剛重復時,他親切地喚云洄小名,后來覺察出云洄不喜,如今畢恭畢敬地換了稱呼。
知道顧珩之有話要和她說,云洄也有些事情想和顧珩之聊一聊。她偏過臉看向月溯,瞥見月溯眼底的陰沉,她再仔細去看,卻又見他眸色如常,似乎是自己剛剛看錯了。
“阿姐,我去前面等你。”月溯主動說。
云洄微笑著搖頭,說:“不用總是等著我,自己去轉轉。或者找小河、青竹他們去。”
“好,我聽阿姐的。”月溯對云洄露出乖順的笑臉,轉頭冷冷瞥了顧珩之一眼。
云洄和顧珩之二人沿著湖邊散步。湖邊無遮擋,旁人都見得到他們兩個人的一舉一動。月溯并沒有如云洄所說去轉轉,也沒有去找小河和青竹。他斜靠著藤椅,瞇著眼睛,目光一錯不錯地盯著湖邊的兩個人。

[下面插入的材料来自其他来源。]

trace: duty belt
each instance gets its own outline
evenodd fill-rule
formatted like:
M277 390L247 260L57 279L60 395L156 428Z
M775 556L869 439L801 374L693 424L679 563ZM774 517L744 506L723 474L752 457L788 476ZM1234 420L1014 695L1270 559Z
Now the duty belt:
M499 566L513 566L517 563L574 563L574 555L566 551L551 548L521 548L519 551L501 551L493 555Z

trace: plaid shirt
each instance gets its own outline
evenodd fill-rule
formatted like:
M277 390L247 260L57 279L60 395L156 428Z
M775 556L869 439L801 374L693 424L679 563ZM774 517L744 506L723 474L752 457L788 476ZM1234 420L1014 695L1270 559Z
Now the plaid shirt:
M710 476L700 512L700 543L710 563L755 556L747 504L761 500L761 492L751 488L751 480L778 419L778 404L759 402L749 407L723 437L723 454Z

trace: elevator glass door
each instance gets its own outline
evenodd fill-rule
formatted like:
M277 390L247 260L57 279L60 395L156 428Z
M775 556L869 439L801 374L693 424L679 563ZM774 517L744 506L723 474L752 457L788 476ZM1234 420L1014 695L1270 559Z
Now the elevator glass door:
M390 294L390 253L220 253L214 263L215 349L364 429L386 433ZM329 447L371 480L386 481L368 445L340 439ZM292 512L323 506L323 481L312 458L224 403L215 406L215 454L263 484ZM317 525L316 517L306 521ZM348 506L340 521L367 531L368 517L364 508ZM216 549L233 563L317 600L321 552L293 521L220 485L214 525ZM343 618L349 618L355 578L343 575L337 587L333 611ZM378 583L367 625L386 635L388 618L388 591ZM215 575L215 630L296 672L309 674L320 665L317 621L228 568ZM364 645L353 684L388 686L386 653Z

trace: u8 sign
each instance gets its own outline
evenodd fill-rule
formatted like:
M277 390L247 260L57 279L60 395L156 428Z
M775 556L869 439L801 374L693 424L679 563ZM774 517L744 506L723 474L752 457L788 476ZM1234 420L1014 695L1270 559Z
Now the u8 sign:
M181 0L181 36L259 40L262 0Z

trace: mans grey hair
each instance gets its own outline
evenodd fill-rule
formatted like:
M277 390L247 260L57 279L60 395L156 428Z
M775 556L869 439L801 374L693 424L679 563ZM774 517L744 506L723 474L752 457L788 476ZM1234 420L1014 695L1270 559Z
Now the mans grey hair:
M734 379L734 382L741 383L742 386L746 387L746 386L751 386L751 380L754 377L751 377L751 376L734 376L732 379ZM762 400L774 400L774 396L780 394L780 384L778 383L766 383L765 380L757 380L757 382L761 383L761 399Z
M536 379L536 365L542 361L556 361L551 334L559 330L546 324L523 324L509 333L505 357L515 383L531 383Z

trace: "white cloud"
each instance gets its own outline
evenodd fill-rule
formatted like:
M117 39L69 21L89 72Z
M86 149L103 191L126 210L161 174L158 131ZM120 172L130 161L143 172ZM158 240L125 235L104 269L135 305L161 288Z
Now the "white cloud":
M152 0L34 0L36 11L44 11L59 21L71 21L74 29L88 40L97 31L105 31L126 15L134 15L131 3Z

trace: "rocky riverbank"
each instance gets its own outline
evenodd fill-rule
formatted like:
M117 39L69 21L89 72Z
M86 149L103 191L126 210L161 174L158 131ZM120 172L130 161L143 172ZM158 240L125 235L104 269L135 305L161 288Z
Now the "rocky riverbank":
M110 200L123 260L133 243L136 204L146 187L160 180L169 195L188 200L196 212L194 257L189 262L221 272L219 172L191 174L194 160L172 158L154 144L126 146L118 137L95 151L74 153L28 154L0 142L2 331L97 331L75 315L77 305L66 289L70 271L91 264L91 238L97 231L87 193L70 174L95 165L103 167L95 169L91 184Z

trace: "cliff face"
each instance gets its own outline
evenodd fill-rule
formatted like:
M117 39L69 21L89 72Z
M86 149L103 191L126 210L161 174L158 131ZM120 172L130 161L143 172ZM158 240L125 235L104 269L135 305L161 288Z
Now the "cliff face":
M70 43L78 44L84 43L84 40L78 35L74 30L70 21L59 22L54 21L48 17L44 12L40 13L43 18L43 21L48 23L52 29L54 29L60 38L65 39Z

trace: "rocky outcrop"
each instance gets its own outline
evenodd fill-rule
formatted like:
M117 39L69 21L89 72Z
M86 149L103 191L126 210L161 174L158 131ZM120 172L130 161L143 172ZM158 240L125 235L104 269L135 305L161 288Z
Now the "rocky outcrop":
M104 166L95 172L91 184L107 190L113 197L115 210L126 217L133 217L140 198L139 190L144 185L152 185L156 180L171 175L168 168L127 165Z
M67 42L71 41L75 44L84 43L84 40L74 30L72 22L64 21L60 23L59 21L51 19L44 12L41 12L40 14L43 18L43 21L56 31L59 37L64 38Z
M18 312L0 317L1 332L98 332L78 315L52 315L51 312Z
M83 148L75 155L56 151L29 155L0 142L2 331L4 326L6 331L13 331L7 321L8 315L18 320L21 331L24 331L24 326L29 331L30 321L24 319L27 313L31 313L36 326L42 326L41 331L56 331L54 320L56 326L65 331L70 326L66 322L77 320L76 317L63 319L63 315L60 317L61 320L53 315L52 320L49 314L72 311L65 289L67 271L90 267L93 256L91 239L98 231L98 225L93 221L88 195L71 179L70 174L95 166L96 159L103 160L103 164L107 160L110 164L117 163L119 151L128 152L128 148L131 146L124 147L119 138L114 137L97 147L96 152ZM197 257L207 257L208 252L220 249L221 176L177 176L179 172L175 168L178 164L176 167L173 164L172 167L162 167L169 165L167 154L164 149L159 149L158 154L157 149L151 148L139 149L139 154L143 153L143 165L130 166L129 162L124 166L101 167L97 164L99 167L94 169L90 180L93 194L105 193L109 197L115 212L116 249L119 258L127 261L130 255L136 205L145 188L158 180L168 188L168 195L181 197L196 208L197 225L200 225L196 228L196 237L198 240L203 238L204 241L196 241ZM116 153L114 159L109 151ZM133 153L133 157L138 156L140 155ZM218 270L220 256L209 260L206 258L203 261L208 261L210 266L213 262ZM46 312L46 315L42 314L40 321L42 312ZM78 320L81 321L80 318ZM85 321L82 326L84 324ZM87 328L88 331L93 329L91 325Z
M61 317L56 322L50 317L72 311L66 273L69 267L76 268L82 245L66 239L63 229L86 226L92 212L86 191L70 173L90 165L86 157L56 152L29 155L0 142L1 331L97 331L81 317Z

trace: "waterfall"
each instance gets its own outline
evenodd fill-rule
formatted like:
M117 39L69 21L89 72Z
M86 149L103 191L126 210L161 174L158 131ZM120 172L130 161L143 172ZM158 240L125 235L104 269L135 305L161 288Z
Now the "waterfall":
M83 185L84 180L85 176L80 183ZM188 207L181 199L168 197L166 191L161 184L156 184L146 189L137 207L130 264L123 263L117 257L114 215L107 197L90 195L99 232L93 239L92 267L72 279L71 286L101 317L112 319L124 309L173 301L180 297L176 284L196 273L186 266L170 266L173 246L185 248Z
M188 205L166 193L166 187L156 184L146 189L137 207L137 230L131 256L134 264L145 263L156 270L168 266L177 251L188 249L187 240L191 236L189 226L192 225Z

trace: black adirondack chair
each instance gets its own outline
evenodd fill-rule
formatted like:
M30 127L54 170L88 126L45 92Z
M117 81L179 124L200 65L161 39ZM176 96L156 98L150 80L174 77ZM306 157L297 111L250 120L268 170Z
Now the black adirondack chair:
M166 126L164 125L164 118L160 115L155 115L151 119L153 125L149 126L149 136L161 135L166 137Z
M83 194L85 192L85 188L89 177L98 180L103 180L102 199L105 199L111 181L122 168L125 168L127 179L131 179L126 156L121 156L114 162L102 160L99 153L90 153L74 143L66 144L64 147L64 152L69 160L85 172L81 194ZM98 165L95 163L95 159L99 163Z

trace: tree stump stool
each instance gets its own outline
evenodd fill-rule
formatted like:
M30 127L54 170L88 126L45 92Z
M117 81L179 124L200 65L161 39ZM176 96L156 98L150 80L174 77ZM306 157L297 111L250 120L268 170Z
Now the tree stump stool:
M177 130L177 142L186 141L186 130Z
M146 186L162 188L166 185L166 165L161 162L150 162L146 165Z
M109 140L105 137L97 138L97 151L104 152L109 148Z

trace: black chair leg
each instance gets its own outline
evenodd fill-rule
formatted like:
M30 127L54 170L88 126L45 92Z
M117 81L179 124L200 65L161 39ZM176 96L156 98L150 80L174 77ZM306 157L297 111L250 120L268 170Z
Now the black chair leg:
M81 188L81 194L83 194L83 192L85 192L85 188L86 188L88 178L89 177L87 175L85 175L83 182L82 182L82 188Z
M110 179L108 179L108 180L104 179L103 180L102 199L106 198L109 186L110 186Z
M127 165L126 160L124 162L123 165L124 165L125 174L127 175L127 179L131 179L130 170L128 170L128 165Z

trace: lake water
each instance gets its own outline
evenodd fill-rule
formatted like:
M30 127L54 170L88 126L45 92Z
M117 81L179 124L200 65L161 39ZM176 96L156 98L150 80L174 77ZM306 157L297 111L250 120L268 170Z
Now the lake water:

云洄和顧珩之兩個人之間隔著不遠不近的距離。顧珩之先開口:“我已經把和嘉元縣主的婚事退掉了。”
“我知道。”
“其實你是不愿意與我成婚的吧?假如陛下當日說要為我們主婚時,你是清醒的,或許會當場拒絕吧?”顧珩之終于把這些話問出來。
云洄說:“我向來不愿意去想假如的事情。”
“你看。”顧珩之停住腳步,看向湖面飄著的一只風箏。雖是初春,還沒到放紙鳶的時節,那只風箏飄在湖面,孤零零地,與周遭一切都有些格格不入。